Here are four ways to prove digital marketing success based on website behavior:

#1 Website visits


This one is simple – which of your digital marketing campaigns are bringing the most traffic to your website? Although this is a rather shallow metric compared to any goal conversions, it’s still important to measure visits (users and sessions) per marketing channel.

This is especially helpful when you do an assessment of traffic trends over time. For example, you’ll want to measure traffic from the Organic Search channel periodically so you validate if your SEO efforts are working or not. Plus, you’ll be able to detect potential problems early on if you see a sudden drop in organic traffic.

#2 Page views per visit


Website visits are important, but they don’t really specify whether visitors are engaged by your business (with your content on the landing pages).
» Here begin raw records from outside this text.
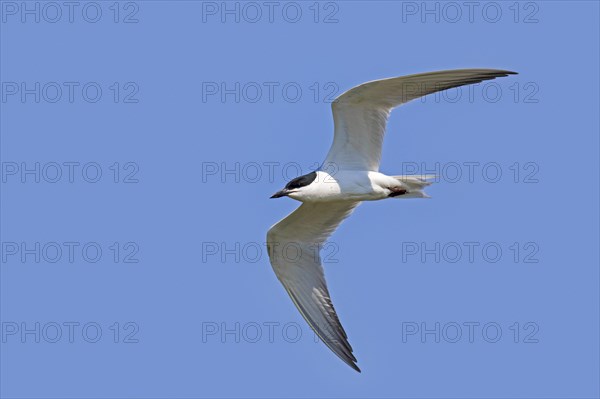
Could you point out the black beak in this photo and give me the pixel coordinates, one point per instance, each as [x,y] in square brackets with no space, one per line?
[281,193]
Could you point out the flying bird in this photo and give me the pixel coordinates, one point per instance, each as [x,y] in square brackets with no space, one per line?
[360,116]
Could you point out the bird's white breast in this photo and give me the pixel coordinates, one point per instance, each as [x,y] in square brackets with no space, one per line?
[345,185]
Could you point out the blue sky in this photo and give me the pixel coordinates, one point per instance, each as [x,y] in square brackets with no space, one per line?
[140,142]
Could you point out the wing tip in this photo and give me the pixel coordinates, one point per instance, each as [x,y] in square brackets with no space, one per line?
[355,367]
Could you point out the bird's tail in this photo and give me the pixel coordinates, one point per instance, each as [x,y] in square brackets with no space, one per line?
[415,185]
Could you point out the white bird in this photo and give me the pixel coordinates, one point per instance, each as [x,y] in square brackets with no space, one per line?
[360,117]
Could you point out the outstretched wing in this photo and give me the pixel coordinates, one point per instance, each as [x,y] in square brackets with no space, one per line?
[360,114]
[293,246]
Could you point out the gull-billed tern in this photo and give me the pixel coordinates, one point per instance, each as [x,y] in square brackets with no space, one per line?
[360,117]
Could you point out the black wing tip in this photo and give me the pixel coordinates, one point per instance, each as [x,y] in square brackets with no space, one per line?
[506,73]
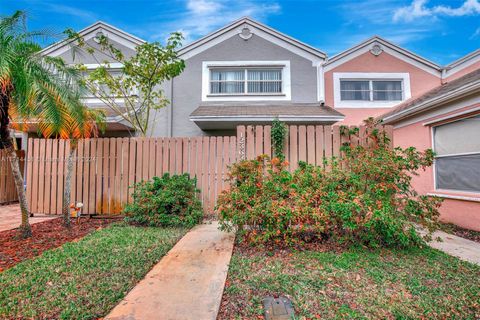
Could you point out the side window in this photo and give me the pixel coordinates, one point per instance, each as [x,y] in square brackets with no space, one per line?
[457,148]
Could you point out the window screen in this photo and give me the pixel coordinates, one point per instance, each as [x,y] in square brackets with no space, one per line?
[227,81]
[245,81]
[387,90]
[355,90]
[371,90]
[457,145]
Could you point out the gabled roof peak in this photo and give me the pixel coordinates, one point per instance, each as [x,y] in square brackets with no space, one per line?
[263,30]
[388,44]
[124,37]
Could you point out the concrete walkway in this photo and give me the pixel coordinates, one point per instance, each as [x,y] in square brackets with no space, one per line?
[186,284]
[456,246]
[10,217]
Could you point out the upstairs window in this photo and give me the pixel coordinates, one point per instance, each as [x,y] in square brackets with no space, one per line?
[457,162]
[371,90]
[245,81]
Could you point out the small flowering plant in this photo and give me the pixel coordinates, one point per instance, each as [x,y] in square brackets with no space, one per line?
[365,197]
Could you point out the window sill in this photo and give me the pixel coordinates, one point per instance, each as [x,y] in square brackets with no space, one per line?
[465,196]
[248,95]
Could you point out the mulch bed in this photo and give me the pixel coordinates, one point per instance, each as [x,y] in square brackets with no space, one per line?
[460,232]
[46,235]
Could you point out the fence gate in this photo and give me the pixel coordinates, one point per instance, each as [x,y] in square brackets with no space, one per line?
[104,168]
[8,191]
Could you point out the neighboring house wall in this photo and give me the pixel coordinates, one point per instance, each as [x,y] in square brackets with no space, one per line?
[466,69]
[461,208]
[187,88]
[420,81]
[74,56]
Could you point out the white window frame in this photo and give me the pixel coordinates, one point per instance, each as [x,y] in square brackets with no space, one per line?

What if nobody (or only a few) who visits your website clicks around to your various products and pages?

Fortunately, Google Analytics can show you how visitors click through your site while also providing average numbers of page views per visit in addition to information associated with the bounce rate and exit rate.

Pay close attention to which web pages your customers are visiting most, how long they are staying on a page, and how many pages they are browsing during that visit. You might find that online customers are more attracted to certain discount offers or specific products in your inventory. If you’re promoting your blog, you can also get ideas about the topics your visitors find most interactive.

#3 Time spent on the website


How much time are people spending on your blog or website during a visit, and which of your digital marketing campaigns is driving in the most engaged visitors?

Google Analytics can track this, too. Again, time spent on your website doesn’t directly lead to sales always, but visitors who spend more time browsing have found your website interesting are more likely to come back later and buy.

#4 Bounce rate


In the world of digital marketing, a high bounce rate can be severe for several reasons.

If any of your campaigns have high bounce rates – meaning people are leaving as soon as they land on your web page — then there’s probably a serious disconnection between your marketing strategy and your landing page. Some search engines might interpret websites with high bounce rates as low-quality or spam, resulting in a penalty in form of a drop in keywords rank on SERP.

The point to remember is, a high bounce rate on the landing page is good because it shows that people are moving from it to other pages on your website. Whereas a high exit rate for that same landing page is a signal that something more serious is going on with your website, and more specifically, with your sales or conversion funnel.

Use Google Analytics to measure your bounce rate over time to spot trends in each of your marketing campaigns and their effectiveness too.

Conclusion


Knowing how to track and measure the success of your digital marketing campaigns will save you a lot of stress down the road. You won’t need to guess whether you’re wasting your time and resources with various campaigns. You can stop or pause campaigns that aren’t working, or you can optimize campaigns to really focus attention on your goals.

And one more thing — always set KPIs – means know how you’ll measure a campaign’s success before you create and then launch it. Yes, this requires a more thoughtfully constructed plan for your marketing efforts, but you should never start a digital marketing campaign that doesn’t have a specific objective.

Plan ahead, set sight at your target to achieve, and you’re more likely to stay profitable when measuring the success of campaigns.